= Rowena Spencer =

American physician

Rowena Spencer (July 3, 1922 – May 13, 2014) was an American physician who specialized in pediatric surgery at a time when it was unusual for a female to become a surgeon. She was the first female surgical intern at the Johns Hopkins Hospital, the first female appointed to the full-time surgery staff at Louisiana State University, and the first female surgeon in Louisiana.

==Medical career==
Spencer was one of four women in her medical school class at Johns Hopkins (1943–1947), the first woman intern in surgery at the Johns Hopkins Hospital working under Alfred Blalock (1947–1948), the first woman to train in pediatric surgery at the Children's Hospital of Philadelphia working under C. Everett Koop (1948–1949), the first woman to complete a surgery residency at Charity Hospital in New Orleans (1953), and the first woman to join the surgery faculty at Louisiana State University in New Orleans (1953). Spencer practiced at Tulane University Hospital from 1968 to 1977, after which she maintained a private practice until her retirement in 1984. She was known to be very devoted to the babies whom she cared for, often sleeping at the hospital in order to monitor her patients' condition after surgery.

==Conjoined twins==

Her bibliography includes 15 publications on conjoined twins, an interest that dated from her work with C. Everett Koop at Children's Hospital of Philadelphia and her own experience at Charity Hospital, where she separated four sets of twins. She also aided in separating four sets of conjoined twins. Howard Mahoner, a noted vascular surgeon affiliated with Louisiana State University and president of the American College of Surgeons in 1970–1971, collaborated with Spencer to devise a bypass operation for arterial aneurysm using arterial homografts.
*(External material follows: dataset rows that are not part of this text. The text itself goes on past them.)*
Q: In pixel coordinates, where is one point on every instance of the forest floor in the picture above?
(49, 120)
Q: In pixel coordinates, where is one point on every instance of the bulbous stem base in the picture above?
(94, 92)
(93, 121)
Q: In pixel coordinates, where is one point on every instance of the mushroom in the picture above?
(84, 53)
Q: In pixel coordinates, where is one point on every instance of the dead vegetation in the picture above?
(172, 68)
In 1990 Spencer began to do research on conjoined twins, and became one of the world's leading authorities on the subject. Dr Jeong-Wook Seo and she studied together to study on the symmetry of coinoined twins as a mechanism of "fusion or fission" of twins. She later published a book on the topic, entitled Conjoined Twins: Developmental Malformations and Clinical Implications.

==Recognition and legacy==
In 1999, Spencer was honored by Johns Hopkins University Alumni Association with the Distinguished Alumnus Award.